Indego operates a bike sharing network in Philadelphia. They also publish anonymized data detailing usage of the service.
As a part of my coursework for the Data Science & Strategic Analytics masters program at Stockton University, I was tasked with creating a visualization that told a data story regarding the bike sharing program using the Python library matplotlib. Here’s how I solved this project and produced an animated visualization showing bike usage over time.
How It Works
To create the visualization, I wanted to create a simple and repeatable workflow. Rather than designing multiple scripts that had to be run individually or doing things manually, my goal from a technical standpoint was to have a single script that I could execute from the command line that would run all of the needed code and output a final animated GIF suitable for sharing.
Downloading the Data
The bash script works by first obtaining a list of all quarterly data files published on the Indego website. It does this by using a grep expression to filter out just the URLs we are interested in from the HTML code of the web page that we have downloaded using curl.
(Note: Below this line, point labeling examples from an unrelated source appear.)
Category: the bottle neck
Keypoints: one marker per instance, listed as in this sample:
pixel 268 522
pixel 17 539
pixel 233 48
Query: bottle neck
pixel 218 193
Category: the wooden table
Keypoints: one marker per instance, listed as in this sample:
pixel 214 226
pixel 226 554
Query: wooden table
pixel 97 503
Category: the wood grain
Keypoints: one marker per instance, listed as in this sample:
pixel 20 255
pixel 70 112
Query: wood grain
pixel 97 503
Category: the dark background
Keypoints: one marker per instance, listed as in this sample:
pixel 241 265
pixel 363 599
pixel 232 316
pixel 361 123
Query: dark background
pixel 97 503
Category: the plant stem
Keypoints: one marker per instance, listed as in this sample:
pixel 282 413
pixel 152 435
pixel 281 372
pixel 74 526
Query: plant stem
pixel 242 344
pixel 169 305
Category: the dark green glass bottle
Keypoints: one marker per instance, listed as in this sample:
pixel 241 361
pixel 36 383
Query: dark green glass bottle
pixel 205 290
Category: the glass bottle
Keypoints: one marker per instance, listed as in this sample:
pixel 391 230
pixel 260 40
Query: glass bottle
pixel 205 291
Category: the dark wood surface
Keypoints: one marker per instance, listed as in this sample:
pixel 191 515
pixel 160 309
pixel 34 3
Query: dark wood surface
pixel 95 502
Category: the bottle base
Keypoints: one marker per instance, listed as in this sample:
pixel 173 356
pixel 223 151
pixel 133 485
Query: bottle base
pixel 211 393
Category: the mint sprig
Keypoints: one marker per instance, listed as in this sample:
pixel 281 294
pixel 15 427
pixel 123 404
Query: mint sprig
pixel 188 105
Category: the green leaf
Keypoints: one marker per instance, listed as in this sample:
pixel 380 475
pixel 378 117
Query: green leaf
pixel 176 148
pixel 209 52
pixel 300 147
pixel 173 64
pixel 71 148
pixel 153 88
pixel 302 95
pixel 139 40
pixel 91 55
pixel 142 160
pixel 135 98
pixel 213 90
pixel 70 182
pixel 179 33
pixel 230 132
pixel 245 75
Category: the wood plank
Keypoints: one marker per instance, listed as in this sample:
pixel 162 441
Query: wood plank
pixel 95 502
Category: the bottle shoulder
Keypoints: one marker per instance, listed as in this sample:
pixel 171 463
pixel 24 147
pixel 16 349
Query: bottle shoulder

It stores the list of URLs as an array and iterates over each URL to download a ZIP file containing data in CSV format.
To conserve bandwidth, I used the -N argument in the script’s calls to wget to tell it not to download the data files if they are already present on the user’s computer and have not changed on the server.
Once the data files are downloaded, the bash script subsequently extracts each ZIP archive of data and stores the extracted CSV files that each cover one quarter’s worth of activity in a directory for each year from 2015-2019.
Creating the Visualization
The Python code utilizes Pandas and GeoPandas to clean the data as well as parse the latitude and longitude columns in order to plot them using matplotlib. Some of the data files have latitude and longitude values equal to zero, which caused problems with the visualization, so I cleaned the dataset to remove these problematic cases.
The Python code uses matplotlib for visualizing trends in Indego usage by plan. I wanted to map this against a background of a map of the city of Philadelphia and was able to do so using open data published by the city government.
The city publishes a GeoJSON file that can be used to draw the city limits and various neighborhoods within Philadelphia. GeoPandas makes it simple to read in this file and plot it using matplotlib.
For this visualization, I chose to focus on the destinations column of the dataset in order to plot the markers on a map of Philadelphia. A different marker and color is used based upon which plan the customer was subscribed to when they used the bike sharing network:
- Indego30 - Red star
- Walk-up (no plan) - Blue dot
- IndegoFlex - Green triangle
Putting It All Together
The end result of the Python script is a PNG file for each quarter’s worth of data from 2015 to the present. The final step uses the ImageMagick library to stitch all of the PNG files into the final animated GIF visualizing trends in bike usage over time.
The Code
Bash Script
#!/bin/bash
# This script downloads all Indego data and stores it in a folder for each year
# Get a list of URLs to download
URL_LIST=$(curl https://www.rideindego.com/about/data/ | grep -e ".zip" | \
grep -Eoi '<a [^>]+>' | grep -Eo 'href="[^\"]+"' | grep -e "uploads" | \
tr -d '"' | cut -c 6-)
# Iterate over each line in the URL list to download the data
echo $URL_LIST | while read line ; do
wget -N $line -P data/
done
# Find all downloaded ZIPs and extract them, then run Python script
YEARS=(2015 2016 2017 2018 2019)
for year in ${YEARS[@]}; do
FILES=$(find data/ -type f -name *$year*)
for file in $FILES; do
unzip -o $file -d data/$year
done
YEAR_CSV=$(find data/$year/ -type f -name "*.csv" | sort -n)
for csv in $YEAR_CSV; do
python3 plot.py $csv
done
done
# Convert the plotted pngs to an animated GIF sequence
convert -delay 75 -loop 0 *.png indego.gif
Python Script (plot.py)
import sys
import os
import pandas as pd
import geopandas as gpd
import matplotlib.pyplot as plt
# Set coordinate system for map
crs = {'init': 'epsg:4326'}
# Create name of plot based upon filename of CSV
base = os.path.basename(sys.argv[1])
file_name = os.path.splitext(base)[0]
ext = '.png'
plot_file_name = file_name + ext
print("Plotting " + sys.argv[1])
# Read in CSV file to pandas
df = pd.read_csv(sys.argv[1])
# Remove problematic cases where either lat or lon is equal to 0
df = df[df.start_lat != 0]
df = df[df.start_lon != 0]
df = df[df.end_lat != 0]
df = df[df.end_lon != 0]
# Convert to a geodataframe
destinations = gpd.GeoDataFrame(df, geometry=gpd.points_from_xy(df.end_lon, df.end_lat))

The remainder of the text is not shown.